C’est un cas unique en Angleterre : à quatre reprises, Norman Cook s’est imposé en tête des charts sous une incarnation différente. Tout d’abord avec les Housemartins, puis avec Beats International, ensuite avec Freakpower, enfin avec Fatboy Slim. Le choix d’un single aussi difficile que Sunset relève de cette logique un peu suicidaire : systématiquement repartir de zéro. Comme si, après chaque triomphe, sa part d’ombre et de « caniveau » reprenait le dessus et lui imposait de redémarrer loin des projecteurs. « J’ai souvent fui mes responsabilités. Pourtant, cette fois-ci, je n’ai même pas envisagé de changer de nom pour retrouver mon anonymat. J’ai 37 ans, je suis trop vieux pour repartir de zéro, j’ai eu de la chance de rebondir dans le passé et je ne suis pas certain d’avoir l’étoffe pour recommencer une fois encore. Et puis, de tous les masques que j’ai portés, celui de Fatboy Slim est celui qui me correspond le mieux. Je l’aime bien. J’aurais dû faire comme Boy George : me maquiller tellement sur scène que personne ne m’aurait reconnu dans la rue. Mais moi, mon seul déguisement, c’est de porter une chemisette hawaiienne quand je passe derrière les platines. »
Depuis qu’on a écouté les Housemartins et, surtout, visité l’immense et tolérante discothèque de Norman Cook, on sait à quel point la science infernale des beats et boucles de Fatboy Slim ne représente que la facette la plus cartoonesque et hédoniste du personnage. On s’étonne d’ailleurs qu’un tel amoureux du songwriting ait pu, à ce point, nier l’évidence de son talent de compositeur. On espérait dénicher là un complexe enfoui, on y découvre, comme souvent chez lui, une humilité confondante. « Pour mon malheur, mon premier groupe, les Housemartins, comptait dans ses rangs la meilleure paire de songwriters de l’époque, Paul Heaton (pour qui je viens de produire le nouvel album de Beautiful South) et Stan Cullimore. Quand on se retrouvait en répétitions, chacun arrivait avec ses chansons. Paul nous faisait écouter des trucs comme Happy hour et quand arrivait mon tour, je disais « Euh, non, moi, j’ai rien cette semaine. » Récemment, au petit déjeuner, Zoe s’est plaint « Pourquoi n’as-tu jamais écrit une chanson sur moi ? » « Parce que je n’ai encore jamais écrit de chanson » (rires)… Le songwriting, ce n’est pas mon point fort, j’ai même eu de la chance de trouver, grâce à Fatboy Slim, ma niche : de la dance-music groovy et maladroite, que je peux enregistrer tout seul avec mes jouets, sans la moindre ambition. »

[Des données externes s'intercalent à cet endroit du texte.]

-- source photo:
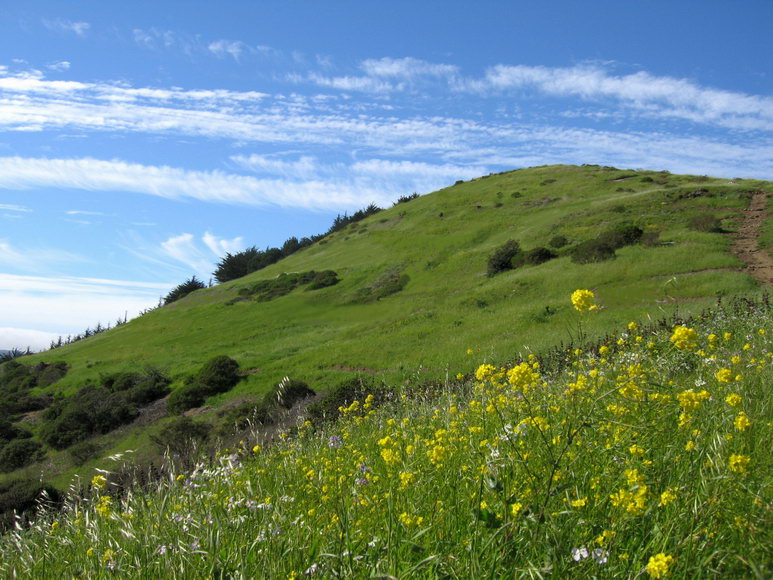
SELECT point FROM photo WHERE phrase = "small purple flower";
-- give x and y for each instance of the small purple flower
(579, 553)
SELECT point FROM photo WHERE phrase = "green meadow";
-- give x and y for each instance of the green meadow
(416, 314)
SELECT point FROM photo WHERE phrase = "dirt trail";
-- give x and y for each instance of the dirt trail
(758, 261)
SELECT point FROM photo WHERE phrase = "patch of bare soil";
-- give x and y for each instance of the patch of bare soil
(758, 261)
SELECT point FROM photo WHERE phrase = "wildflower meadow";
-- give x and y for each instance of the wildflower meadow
(646, 455)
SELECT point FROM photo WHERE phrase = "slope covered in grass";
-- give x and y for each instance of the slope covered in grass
(433, 252)
(644, 456)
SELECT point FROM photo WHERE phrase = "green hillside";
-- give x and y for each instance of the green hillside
(446, 315)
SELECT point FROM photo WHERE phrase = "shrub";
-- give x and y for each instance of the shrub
(219, 374)
(350, 390)
(323, 280)
(91, 410)
(181, 435)
(22, 496)
(620, 236)
(538, 256)
(502, 258)
(80, 453)
(558, 242)
(18, 453)
(182, 290)
(706, 223)
(592, 251)
(186, 397)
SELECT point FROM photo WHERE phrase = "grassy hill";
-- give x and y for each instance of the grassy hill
(446, 315)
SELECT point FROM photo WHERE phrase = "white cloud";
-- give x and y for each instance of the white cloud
(222, 48)
(33, 259)
(64, 25)
(220, 246)
(656, 96)
(11, 207)
(46, 307)
(199, 255)
(59, 66)
(169, 182)
(305, 167)
(82, 212)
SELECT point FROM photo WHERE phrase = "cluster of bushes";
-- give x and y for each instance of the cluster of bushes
(509, 256)
(240, 264)
(604, 245)
(268, 410)
(21, 497)
(100, 409)
(283, 284)
(405, 198)
(348, 391)
(218, 375)
(706, 222)
(182, 290)
(18, 380)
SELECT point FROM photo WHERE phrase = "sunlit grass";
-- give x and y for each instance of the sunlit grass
(644, 456)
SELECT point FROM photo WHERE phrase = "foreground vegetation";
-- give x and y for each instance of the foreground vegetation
(645, 455)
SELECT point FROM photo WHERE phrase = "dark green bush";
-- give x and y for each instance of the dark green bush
(80, 453)
(621, 236)
(502, 258)
(592, 251)
(18, 453)
(706, 223)
(182, 434)
(23, 496)
(558, 242)
(354, 389)
(91, 410)
(538, 256)
(323, 280)
(182, 290)
(186, 397)
(219, 374)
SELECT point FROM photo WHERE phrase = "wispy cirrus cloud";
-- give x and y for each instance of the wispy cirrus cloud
(38, 308)
(657, 96)
(175, 183)
(199, 255)
(34, 260)
(64, 25)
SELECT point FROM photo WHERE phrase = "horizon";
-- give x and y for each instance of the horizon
(141, 143)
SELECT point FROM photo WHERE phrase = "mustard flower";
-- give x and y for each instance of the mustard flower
(658, 565)
(742, 422)
(684, 338)
(583, 300)
(739, 463)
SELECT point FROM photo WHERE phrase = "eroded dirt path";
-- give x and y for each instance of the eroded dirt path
(758, 261)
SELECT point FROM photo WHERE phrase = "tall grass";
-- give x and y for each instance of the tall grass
(646, 456)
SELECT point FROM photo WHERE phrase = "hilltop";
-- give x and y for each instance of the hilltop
(415, 300)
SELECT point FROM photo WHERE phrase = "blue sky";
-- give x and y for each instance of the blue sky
(140, 141)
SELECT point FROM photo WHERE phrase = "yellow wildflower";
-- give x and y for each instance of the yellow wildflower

Et quand on évoque la chance qu’il a de vivre ainsi en parfaite autarcie, avec une plage et un studio aussi privés l’un que l’autre à portée de main, la réponse fuse : « Je n’ai pas à culpabiliser d’avoir enfin trouvé le confort. La musique m’a déjà coûté un mariage, une longue relation sentimentale et beaucoup d’amis. Elle me doit bien ça. »
*
Halfway between the gutter and the stars (Skint/Small/Sony).